Japan ignoring traditional temples as rent-a-monk service surges in popularity

Demand for the monk delivery service has risen sharply since 2013.

IN A QUIET room thick with the smell of incense, Buddhist monk Kaichi Watanabe chants sutras to commemorate the one-year anniversary of a woman’s death.

The 41-year-old may look like a traditional holy man in Japan, but he wasn’t dispatched by a temple.

Instead, the family ordered him through a fast-growing rent-a-monk business that has angered traditionalists who warn it is commercialising the religion.

Watanabe’s employer, Tokyo-based firm Minrevi, said demand for its monk delivery service has spiked since it started in May 2013, as more and more Japanese lose their ties to local temples – and lose faith in an opaque donation system.

The monk later rings a small traditional bell and bows to relatives as the 30-minute ceremony winds down at the grieving family’s home near Tokyo.

“There are many temples in the neighbourhood, but I didn’t know where to call,” said the deceased woman’s middle-aged son, who asked not to be named.

“Also, I have no idea how much I should donate. But this has a clear pricing system.”

At the click of a mouse, customers can hire a monk from Minrevi from 35,000 yen (€285) depending on the ceremony.

Retailing giant Aeon sent shockwaves through Buddhist circles in 2010 when it started a service that had a price list for introducing customers to temples for funeral services.

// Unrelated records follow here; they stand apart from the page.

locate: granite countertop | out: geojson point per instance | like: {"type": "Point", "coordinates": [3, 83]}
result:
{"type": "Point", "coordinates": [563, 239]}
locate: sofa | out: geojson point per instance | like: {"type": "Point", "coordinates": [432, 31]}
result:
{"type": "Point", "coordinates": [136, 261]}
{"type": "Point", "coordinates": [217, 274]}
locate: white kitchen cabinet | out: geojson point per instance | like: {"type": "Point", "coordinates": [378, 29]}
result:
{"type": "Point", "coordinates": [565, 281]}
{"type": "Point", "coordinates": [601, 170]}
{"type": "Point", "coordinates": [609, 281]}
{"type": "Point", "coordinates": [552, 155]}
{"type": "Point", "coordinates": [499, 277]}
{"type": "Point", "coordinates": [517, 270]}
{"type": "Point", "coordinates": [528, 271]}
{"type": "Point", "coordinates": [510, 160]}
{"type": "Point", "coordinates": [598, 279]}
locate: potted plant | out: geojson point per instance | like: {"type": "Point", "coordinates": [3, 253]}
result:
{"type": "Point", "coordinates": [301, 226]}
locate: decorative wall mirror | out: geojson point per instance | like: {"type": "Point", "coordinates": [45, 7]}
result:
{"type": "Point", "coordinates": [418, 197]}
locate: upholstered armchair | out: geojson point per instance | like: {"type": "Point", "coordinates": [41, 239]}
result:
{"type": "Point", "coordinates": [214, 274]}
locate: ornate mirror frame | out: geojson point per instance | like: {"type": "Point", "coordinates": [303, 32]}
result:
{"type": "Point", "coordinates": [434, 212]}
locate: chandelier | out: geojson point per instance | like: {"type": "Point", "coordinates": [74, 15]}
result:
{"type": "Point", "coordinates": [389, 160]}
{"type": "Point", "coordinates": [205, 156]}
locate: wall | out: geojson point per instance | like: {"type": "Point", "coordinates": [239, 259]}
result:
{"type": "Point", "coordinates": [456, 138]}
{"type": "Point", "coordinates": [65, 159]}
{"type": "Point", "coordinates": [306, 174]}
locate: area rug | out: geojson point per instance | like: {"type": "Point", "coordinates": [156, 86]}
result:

The open pricing flew in the face of longstanding system in which monks collect donations, known as ofuse, in return for performing ceremonies.

But there has been growing unease about the murky system which leaves the amount up to families, who have to make several more donations after a funeral for more than a decade.

‘Commodified donations’

Japan’s Buddhist temples count on donations to do renovations, which can cost several million euro, but there has been criticism that they’re more interested in raising revenue than offering spiritual guidance.

Chiko Iwagami, an executive member of the Japan Buddhist Federation, acknowledged that some monks have improperly demanded specific amounts of money at memorial services, hurting public trust.

“That ignores the spirit of donations,” Iwagumi said, noting that monks are not supposed to expect financial rewards for performing their duties.

Aeon’s fledgling operation outraged the federation, which demanded it take down the price list. The company complied but still runs its service.

Earlier this year, the federation also blasted online retailer Amazon for listing Minrevi’s monk-renting service.

“They have commodified donations. This is extremely unfortunate,” Iwagami said.

But Minrevi’s vice-president Masashi Akita brushed off the criticism, saying the company is just offering a “platform” to connect customers with monks.

The firm has a roster of about 700 monks nationwide with business on track to grow by 20 percent this year, he added.

Akita, who grew up in rural community where his neighbours regularly visited a temple, said the business is just a sign of the times.

“I was shocked when I first learned that some people didn’t know how to contact a monk,” he said.

“So I wanted to be that bridge.”

Community ties

The Japanese government does not keep track of the religious identification of citizens, but participation in rituals related to both Buddhism as well as native Shintoism – the two major religions in the country – is common across the nation.

Some firms also offer Shinto priests’ services.

But attachment to religion has fallen into decline.

As the population rapidly ages and small rural communities shrink, some 30% of Japan’s 75,000 Buddhist temples are at risk of closing by 2040, said Kenji Ishii, a professor of religion at Kokugakuin University in Tokyo.

“Japanese have maintained ties with temples because of funerals and other types of commmunity-related events, not for religious reasons,” he added.

“Buddhist leaders now have to think how they’re going to run their sects with shrinking revenues. But it seems like they don’t want to look at the reality.”

Watanabe, who conducted the service near Tokyo, doesn’t see a clash between the business and spiritual aspects of his job.

“I want to spread the teachings of Buddhism,” he said.

“This service gives us more opportunity to visit homes. I think it’s meaningless if we cannot be there to help.”